Interrogé sur l'affaire lundi en marge d'une manifestation à laquelle il participait à Niederglatt (ZH), Christoph Blocher a déclaré qu'il "n'en sait rien". Il n'a pas vu les reproches à son encontre dans la presse.

Et le vice-président de l'UDC d'ajouter au micro de la télévision publique alémanique SF: "il y a un temps pour se taire et un temps pour causer. Dans cette affaire, c'est maintenant le temps pour moi de me taire".

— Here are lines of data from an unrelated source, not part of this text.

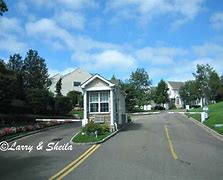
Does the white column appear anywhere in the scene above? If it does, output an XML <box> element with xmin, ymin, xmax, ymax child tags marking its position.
<box><xmin>82</xmin><ymin>91</ymin><xmax>87</xmax><ymax>126</ymax></box>
<box><xmin>110</xmin><ymin>89</ymin><xmax>114</xmax><ymax>126</ymax></box>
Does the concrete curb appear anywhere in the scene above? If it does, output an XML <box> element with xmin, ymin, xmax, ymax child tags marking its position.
<box><xmin>70</xmin><ymin>121</ymin><xmax>133</xmax><ymax>145</ymax></box>
<box><xmin>182</xmin><ymin>114</ymin><xmax>223</xmax><ymax>142</ymax></box>
<box><xmin>4</xmin><ymin>124</ymin><xmax>74</xmax><ymax>142</ymax></box>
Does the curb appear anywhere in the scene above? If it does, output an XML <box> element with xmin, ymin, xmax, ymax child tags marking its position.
<box><xmin>70</xmin><ymin>121</ymin><xmax>133</xmax><ymax>145</ymax></box>
<box><xmin>1</xmin><ymin>124</ymin><xmax>76</xmax><ymax>142</ymax></box>
<box><xmin>182</xmin><ymin>114</ymin><xmax>223</xmax><ymax>141</ymax></box>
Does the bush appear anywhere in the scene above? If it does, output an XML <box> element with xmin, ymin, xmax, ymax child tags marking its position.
<box><xmin>154</xmin><ymin>106</ymin><xmax>165</xmax><ymax>110</ymax></box>
<box><xmin>82</xmin><ymin>121</ymin><xmax>110</xmax><ymax>135</ymax></box>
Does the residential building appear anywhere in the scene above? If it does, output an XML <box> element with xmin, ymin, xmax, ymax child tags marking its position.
<box><xmin>81</xmin><ymin>74</ymin><xmax>127</xmax><ymax>131</ymax></box>
<box><xmin>49</xmin><ymin>68</ymin><xmax>92</xmax><ymax>96</ymax></box>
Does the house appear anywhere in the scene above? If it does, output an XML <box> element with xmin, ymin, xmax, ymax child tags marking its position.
<box><xmin>49</xmin><ymin>68</ymin><xmax>92</xmax><ymax>96</ymax></box>
<box><xmin>167</xmin><ymin>81</ymin><xmax>184</xmax><ymax>108</ymax></box>
<box><xmin>81</xmin><ymin>74</ymin><xmax>127</xmax><ymax>131</ymax></box>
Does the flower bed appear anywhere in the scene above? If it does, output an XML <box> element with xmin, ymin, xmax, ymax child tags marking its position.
<box><xmin>0</xmin><ymin>121</ymin><xmax>67</xmax><ymax>139</ymax></box>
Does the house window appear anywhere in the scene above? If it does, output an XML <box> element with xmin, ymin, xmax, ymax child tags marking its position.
<box><xmin>74</xmin><ymin>81</ymin><xmax>81</xmax><ymax>86</ymax></box>
<box><xmin>89</xmin><ymin>92</ymin><xmax>109</xmax><ymax>112</ymax></box>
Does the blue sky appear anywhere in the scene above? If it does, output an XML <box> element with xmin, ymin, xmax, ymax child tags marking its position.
<box><xmin>0</xmin><ymin>0</ymin><xmax>223</xmax><ymax>85</ymax></box>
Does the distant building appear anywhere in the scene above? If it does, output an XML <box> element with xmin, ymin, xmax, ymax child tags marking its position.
<box><xmin>49</xmin><ymin>68</ymin><xmax>92</xmax><ymax>96</ymax></box>
<box><xmin>167</xmin><ymin>81</ymin><xmax>184</xmax><ymax>108</ymax></box>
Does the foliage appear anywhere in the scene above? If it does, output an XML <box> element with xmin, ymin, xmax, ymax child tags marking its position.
<box><xmin>0</xmin><ymin>0</ymin><xmax>8</xmax><ymax>16</ymax></box>
<box><xmin>82</xmin><ymin>121</ymin><xmax>110</xmax><ymax>135</ymax></box>
<box><xmin>179</xmin><ymin>81</ymin><xmax>200</xmax><ymax>105</ymax></box>
<box><xmin>55</xmin><ymin>78</ymin><xmax>62</xmax><ymax>96</ymax></box>
<box><xmin>122</xmin><ymin>68</ymin><xmax>151</xmax><ymax>112</ymax></box>
<box><xmin>55</xmin><ymin>96</ymin><xmax>72</xmax><ymax>115</ymax></box>
<box><xmin>27</xmin><ymin>89</ymin><xmax>54</xmax><ymax>114</ymax></box>
<box><xmin>7</xmin><ymin>54</ymin><xmax>25</xmax><ymax>99</ymax></box>
<box><xmin>154</xmin><ymin>79</ymin><xmax>169</xmax><ymax>104</ymax></box>
<box><xmin>67</xmin><ymin>91</ymin><xmax>83</xmax><ymax>107</ymax></box>
<box><xmin>24</xmin><ymin>49</ymin><xmax>50</xmax><ymax>90</ymax></box>
<box><xmin>0</xmin><ymin>61</ymin><xmax>16</xmax><ymax>113</ymax></box>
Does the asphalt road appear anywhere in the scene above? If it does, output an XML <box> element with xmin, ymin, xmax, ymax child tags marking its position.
<box><xmin>65</xmin><ymin>113</ymin><xmax>223</xmax><ymax>180</ymax></box>
<box><xmin>0</xmin><ymin>113</ymin><xmax>223</xmax><ymax>180</ymax></box>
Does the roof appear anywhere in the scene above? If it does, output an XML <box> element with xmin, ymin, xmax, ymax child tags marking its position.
<box><xmin>167</xmin><ymin>81</ymin><xmax>184</xmax><ymax>90</ymax></box>
<box><xmin>81</xmin><ymin>74</ymin><xmax>115</xmax><ymax>88</ymax></box>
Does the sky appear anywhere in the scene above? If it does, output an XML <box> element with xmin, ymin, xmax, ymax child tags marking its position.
<box><xmin>0</xmin><ymin>0</ymin><xmax>223</xmax><ymax>85</ymax></box>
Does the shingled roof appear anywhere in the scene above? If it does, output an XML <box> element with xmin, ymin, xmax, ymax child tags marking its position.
<box><xmin>167</xmin><ymin>81</ymin><xmax>184</xmax><ymax>90</ymax></box>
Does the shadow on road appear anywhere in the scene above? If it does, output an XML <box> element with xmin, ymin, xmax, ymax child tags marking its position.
<box><xmin>121</xmin><ymin>122</ymin><xmax>142</xmax><ymax>131</ymax></box>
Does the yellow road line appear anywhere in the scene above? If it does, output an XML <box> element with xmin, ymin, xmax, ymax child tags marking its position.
<box><xmin>165</xmin><ymin>125</ymin><xmax>178</xmax><ymax>160</ymax></box>
<box><xmin>58</xmin><ymin>144</ymin><xmax>101</xmax><ymax>179</ymax></box>
<box><xmin>50</xmin><ymin>145</ymin><xmax>97</xmax><ymax>180</ymax></box>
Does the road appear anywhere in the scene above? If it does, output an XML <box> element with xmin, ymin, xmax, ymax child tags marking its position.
<box><xmin>0</xmin><ymin>113</ymin><xmax>223</xmax><ymax>180</ymax></box>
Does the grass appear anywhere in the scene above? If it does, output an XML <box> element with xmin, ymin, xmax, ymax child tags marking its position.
<box><xmin>190</xmin><ymin>102</ymin><xmax>223</xmax><ymax>134</ymax></box>
<box><xmin>72</xmin><ymin>132</ymin><xmax>111</xmax><ymax>143</ymax></box>
<box><xmin>68</xmin><ymin>111</ymin><xmax>84</xmax><ymax>119</ymax></box>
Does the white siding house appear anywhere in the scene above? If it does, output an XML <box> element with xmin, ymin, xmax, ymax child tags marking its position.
<box><xmin>49</xmin><ymin>68</ymin><xmax>92</xmax><ymax>96</ymax></box>
<box><xmin>167</xmin><ymin>81</ymin><xmax>184</xmax><ymax>108</ymax></box>
<box><xmin>81</xmin><ymin>74</ymin><xmax>127</xmax><ymax>130</ymax></box>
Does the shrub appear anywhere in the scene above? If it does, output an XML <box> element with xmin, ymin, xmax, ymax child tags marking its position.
<box><xmin>82</xmin><ymin>121</ymin><xmax>110</xmax><ymax>135</ymax></box>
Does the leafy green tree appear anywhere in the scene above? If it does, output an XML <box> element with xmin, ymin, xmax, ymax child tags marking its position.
<box><xmin>126</xmin><ymin>68</ymin><xmax>151</xmax><ymax>108</ymax></box>
<box><xmin>55</xmin><ymin>78</ymin><xmax>62</xmax><ymax>96</ymax></box>
<box><xmin>27</xmin><ymin>89</ymin><xmax>54</xmax><ymax>115</ymax></box>
<box><xmin>179</xmin><ymin>81</ymin><xmax>200</xmax><ymax>105</ymax></box>
<box><xmin>0</xmin><ymin>0</ymin><xmax>8</xmax><ymax>16</ymax></box>
<box><xmin>55</xmin><ymin>96</ymin><xmax>72</xmax><ymax>115</ymax></box>
<box><xmin>24</xmin><ymin>50</ymin><xmax>50</xmax><ymax>90</ymax></box>
<box><xmin>193</xmin><ymin>64</ymin><xmax>220</xmax><ymax>101</ymax></box>
<box><xmin>7</xmin><ymin>54</ymin><xmax>25</xmax><ymax>99</ymax></box>
<box><xmin>0</xmin><ymin>60</ymin><xmax>16</xmax><ymax>113</ymax></box>
<box><xmin>67</xmin><ymin>91</ymin><xmax>83</xmax><ymax>107</ymax></box>
<box><xmin>154</xmin><ymin>79</ymin><xmax>169</xmax><ymax>105</ymax></box>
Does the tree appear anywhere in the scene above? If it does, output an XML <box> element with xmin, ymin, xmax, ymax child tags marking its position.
<box><xmin>27</xmin><ymin>89</ymin><xmax>54</xmax><ymax>115</ymax></box>
<box><xmin>154</xmin><ymin>79</ymin><xmax>169</xmax><ymax>105</ymax></box>
<box><xmin>24</xmin><ymin>50</ymin><xmax>50</xmax><ymax>90</ymax></box>
<box><xmin>193</xmin><ymin>64</ymin><xmax>220</xmax><ymax>102</ymax></box>
<box><xmin>0</xmin><ymin>60</ymin><xmax>16</xmax><ymax>113</ymax></box>
<box><xmin>55</xmin><ymin>96</ymin><xmax>72</xmax><ymax>115</ymax></box>
<box><xmin>0</xmin><ymin>0</ymin><xmax>8</xmax><ymax>16</ymax></box>
<box><xmin>179</xmin><ymin>81</ymin><xmax>200</xmax><ymax>105</ymax></box>
<box><xmin>55</xmin><ymin>78</ymin><xmax>62</xmax><ymax>96</ymax></box>
<box><xmin>126</xmin><ymin>68</ymin><xmax>151</xmax><ymax>108</ymax></box>
<box><xmin>7</xmin><ymin>54</ymin><xmax>25</xmax><ymax>99</ymax></box>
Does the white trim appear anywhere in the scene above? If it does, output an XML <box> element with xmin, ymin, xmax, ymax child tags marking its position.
<box><xmin>88</xmin><ymin>91</ymin><xmax>110</xmax><ymax>114</ymax></box>
<box><xmin>81</xmin><ymin>74</ymin><xmax>115</xmax><ymax>88</ymax></box>
<box><xmin>110</xmin><ymin>90</ymin><xmax>114</xmax><ymax>126</ymax></box>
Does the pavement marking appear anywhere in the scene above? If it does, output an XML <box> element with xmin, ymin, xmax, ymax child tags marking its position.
<box><xmin>49</xmin><ymin>144</ymin><xmax>100</xmax><ymax>180</ymax></box>
<box><xmin>165</xmin><ymin>125</ymin><xmax>178</xmax><ymax>160</ymax></box>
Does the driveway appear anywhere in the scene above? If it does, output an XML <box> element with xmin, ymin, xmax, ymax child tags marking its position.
<box><xmin>0</xmin><ymin>113</ymin><xmax>223</xmax><ymax>180</ymax></box>
<box><xmin>65</xmin><ymin>113</ymin><xmax>223</xmax><ymax>180</ymax></box>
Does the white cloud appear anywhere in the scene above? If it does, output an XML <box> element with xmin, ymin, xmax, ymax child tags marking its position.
<box><xmin>26</xmin><ymin>18</ymin><xmax>118</xmax><ymax>51</ymax></box>
<box><xmin>210</xmin><ymin>12</ymin><xmax>223</xmax><ymax>29</ymax></box>
<box><xmin>55</xmin><ymin>11</ymin><xmax>85</xmax><ymax>29</ymax></box>
<box><xmin>0</xmin><ymin>36</ymin><xmax>27</xmax><ymax>53</ymax></box>
<box><xmin>106</xmin><ymin>0</ymin><xmax>204</xmax><ymax>28</ymax></box>
<box><xmin>72</xmin><ymin>50</ymin><xmax>136</xmax><ymax>71</ymax></box>
<box><xmin>136</xmin><ymin>47</ymin><xmax>187</xmax><ymax>65</ymax></box>
<box><xmin>0</xmin><ymin>17</ymin><xmax>23</xmax><ymax>35</ymax></box>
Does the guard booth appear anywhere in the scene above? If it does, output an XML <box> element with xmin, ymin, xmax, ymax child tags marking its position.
<box><xmin>201</xmin><ymin>106</ymin><xmax>209</xmax><ymax>123</ymax></box>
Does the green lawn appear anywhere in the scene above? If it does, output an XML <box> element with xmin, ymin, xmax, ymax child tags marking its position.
<box><xmin>72</xmin><ymin>132</ymin><xmax>111</xmax><ymax>143</ymax></box>
<box><xmin>190</xmin><ymin>102</ymin><xmax>223</xmax><ymax>134</ymax></box>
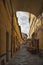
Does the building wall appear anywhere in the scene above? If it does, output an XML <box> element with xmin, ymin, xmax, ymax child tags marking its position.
<box><xmin>29</xmin><ymin>14</ymin><xmax>43</xmax><ymax>50</ymax></box>
<box><xmin>0</xmin><ymin>0</ymin><xmax>11</xmax><ymax>62</ymax></box>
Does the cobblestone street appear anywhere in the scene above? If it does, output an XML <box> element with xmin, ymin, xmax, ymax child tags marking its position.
<box><xmin>8</xmin><ymin>46</ymin><xmax>43</xmax><ymax>65</ymax></box>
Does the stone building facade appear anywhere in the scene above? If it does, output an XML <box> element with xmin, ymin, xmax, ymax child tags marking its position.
<box><xmin>0</xmin><ymin>0</ymin><xmax>22</xmax><ymax>65</ymax></box>
<box><xmin>29</xmin><ymin>13</ymin><xmax>43</xmax><ymax>50</ymax></box>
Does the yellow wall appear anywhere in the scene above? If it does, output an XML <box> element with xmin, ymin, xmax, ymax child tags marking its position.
<box><xmin>14</xmin><ymin>15</ymin><xmax>22</xmax><ymax>44</ymax></box>
<box><xmin>29</xmin><ymin>14</ymin><xmax>43</xmax><ymax>50</ymax></box>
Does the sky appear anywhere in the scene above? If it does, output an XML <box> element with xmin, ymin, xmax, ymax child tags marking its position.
<box><xmin>16</xmin><ymin>11</ymin><xmax>30</xmax><ymax>35</ymax></box>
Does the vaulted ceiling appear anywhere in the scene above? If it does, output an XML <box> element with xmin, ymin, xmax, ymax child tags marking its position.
<box><xmin>12</xmin><ymin>0</ymin><xmax>43</xmax><ymax>16</ymax></box>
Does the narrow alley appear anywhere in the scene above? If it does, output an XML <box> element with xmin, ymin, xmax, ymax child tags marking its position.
<box><xmin>8</xmin><ymin>45</ymin><xmax>43</xmax><ymax>65</ymax></box>
<box><xmin>0</xmin><ymin>0</ymin><xmax>43</xmax><ymax>65</ymax></box>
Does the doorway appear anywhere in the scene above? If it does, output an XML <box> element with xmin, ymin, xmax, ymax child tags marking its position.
<box><xmin>6</xmin><ymin>32</ymin><xmax>9</xmax><ymax>62</ymax></box>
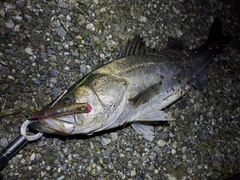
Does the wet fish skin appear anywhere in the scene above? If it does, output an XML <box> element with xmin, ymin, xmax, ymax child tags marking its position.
<box><xmin>31</xmin><ymin>19</ymin><xmax>230</xmax><ymax>140</ymax></box>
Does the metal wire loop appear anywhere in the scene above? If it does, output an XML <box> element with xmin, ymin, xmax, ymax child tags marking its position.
<box><xmin>20</xmin><ymin>120</ymin><xmax>43</xmax><ymax>141</ymax></box>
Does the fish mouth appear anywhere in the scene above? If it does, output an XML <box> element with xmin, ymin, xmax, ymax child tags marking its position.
<box><xmin>29</xmin><ymin>103</ymin><xmax>92</xmax><ymax>136</ymax></box>
<box><xmin>29</xmin><ymin>115</ymin><xmax>76</xmax><ymax>136</ymax></box>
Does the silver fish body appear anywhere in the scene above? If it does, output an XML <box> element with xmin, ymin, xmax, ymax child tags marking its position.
<box><xmin>31</xmin><ymin>17</ymin><xmax>231</xmax><ymax>140</ymax></box>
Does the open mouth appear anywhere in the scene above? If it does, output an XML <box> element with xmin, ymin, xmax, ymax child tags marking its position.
<box><xmin>30</xmin><ymin>103</ymin><xmax>92</xmax><ymax>135</ymax></box>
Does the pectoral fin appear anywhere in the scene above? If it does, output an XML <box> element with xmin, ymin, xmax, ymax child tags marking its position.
<box><xmin>137</xmin><ymin>111</ymin><xmax>174</xmax><ymax>121</ymax></box>
<box><xmin>131</xmin><ymin>123</ymin><xmax>154</xmax><ymax>141</ymax></box>
<box><xmin>129</xmin><ymin>83</ymin><xmax>161</xmax><ymax>108</ymax></box>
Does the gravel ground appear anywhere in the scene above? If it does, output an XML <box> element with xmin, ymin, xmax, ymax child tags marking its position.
<box><xmin>0</xmin><ymin>0</ymin><xmax>240</xmax><ymax>180</ymax></box>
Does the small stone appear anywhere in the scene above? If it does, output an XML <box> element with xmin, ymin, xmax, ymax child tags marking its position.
<box><xmin>110</xmin><ymin>132</ymin><xmax>118</xmax><ymax>141</ymax></box>
<box><xmin>0</xmin><ymin>137</ymin><xmax>8</xmax><ymax>148</ymax></box>
<box><xmin>25</xmin><ymin>47</ymin><xmax>33</xmax><ymax>55</ymax></box>
<box><xmin>56</xmin><ymin>27</ymin><xmax>67</xmax><ymax>38</ymax></box>
<box><xmin>130</xmin><ymin>169</ymin><xmax>137</xmax><ymax>177</ymax></box>
<box><xmin>139</xmin><ymin>16</ymin><xmax>147</xmax><ymax>23</ymax></box>
<box><xmin>30</xmin><ymin>153</ymin><xmax>36</xmax><ymax>161</ymax></box>
<box><xmin>86</xmin><ymin>23</ymin><xmax>95</xmax><ymax>31</ymax></box>
<box><xmin>175</xmin><ymin>28</ymin><xmax>183</xmax><ymax>37</ymax></box>
<box><xmin>101</xmin><ymin>138</ymin><xmax>111</xmax><ymax>146</ymax></box>
<box><xmin>157</xmin><ymin>139</ymin><xmax>167</xmax><ymax>147</ymax></box>
<box><xmin>5</xmin><ymin>19</ymin><xmax>15</xmax><ymax>29</ymax></box>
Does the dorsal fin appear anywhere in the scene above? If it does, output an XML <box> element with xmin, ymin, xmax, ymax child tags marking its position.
<box><xmin>119</xmin><ymin>35</ymin><xmax>146</xmax><ymax>58</ymax></box>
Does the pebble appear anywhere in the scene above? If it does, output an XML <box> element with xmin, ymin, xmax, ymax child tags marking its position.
<box><xmin>101</xmin><ymin>138</ymin><xmax>111</xmax><ymax>146</ymax></box>
<box><xmin>56</xmin><ymin>27</ymin><xmax>67</xmax><ymax>39</ymax></box>
<box><xmin>157</xmin><ymin>139</ymin><xmax>167</xmax><ymax>147</ymax></box>
<box><xmin>0</xmin><ymin>137</ymin><xmax>8</xmax><ymax>148</ymax></box>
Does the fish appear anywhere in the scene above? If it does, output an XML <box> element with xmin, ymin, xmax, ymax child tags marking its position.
<box><xmin>30</xmin><ymin>17</ymin><xmax>231</xmax><ymax>141</ymax></box>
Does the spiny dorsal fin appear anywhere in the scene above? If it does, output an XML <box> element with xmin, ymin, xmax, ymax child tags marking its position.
<box><xmin>119</xmin><ymin>35</ymin><xmax>146</xmax><ymax>58</ymax></box>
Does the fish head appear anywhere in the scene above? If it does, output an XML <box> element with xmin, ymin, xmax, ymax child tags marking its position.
<box><xmin>30</xmin><ymin>82</ymin><xmax>124</xmax><ymax>135</ymax></box>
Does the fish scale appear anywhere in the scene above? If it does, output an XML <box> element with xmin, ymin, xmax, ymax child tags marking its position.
<box><xmin>30</xmin><ymin>18</ymin><xmax>231</xmax><ymax>140</ymax></box>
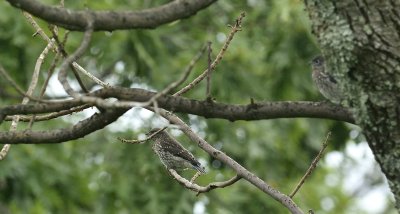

Le porte-parole du gouvernement André Simonazzi a de son côté confirmé des articles en ce sens de la "SonntagsZeitung" et de la "NZZ am Sonntag". En décembre 2011, la présidente de la Confédération Micheline Calmy-Rey a "reçu des informations de tiers" sur des supposées opérations boursières de M. Hildebrand, en particulier des transactions sur le marché des devises dans le courant de l'année.

Pas plus de détails

Selon les deux journaux dominicaux, l'informateur serait l'ex-conseiller fédéral Christoph Blocher. Mais André Simonazzi, interrogé par l'ats, refuse de préciser. "Il n'appartient pas à la Confédération de confirmer quelles personnes se sont manifestées. Le Conseil fédéral ne donne pas non plus de détails sur les informations livrées par ce tiers", a-t-il dit.

Kurt Grüter et Michel Huissoud, respectivement directeur et vice-directeur du Contrôle fédéral des finances, ont été chargés "d'examiner tous les comptes bancaires de M. Hildebrand et des membres de sa famille afin d'évaluer s'il y a eu des transactions qui pourraient être problématiques au regard de sa fonction".

Cette enquête a montré que M. Hildebrand n'a pas bénéficié illicitement et personnellement de l'introduction en septembre du taux plancher face à l'euro et qu'aucune transaction illicite n'a été opérée.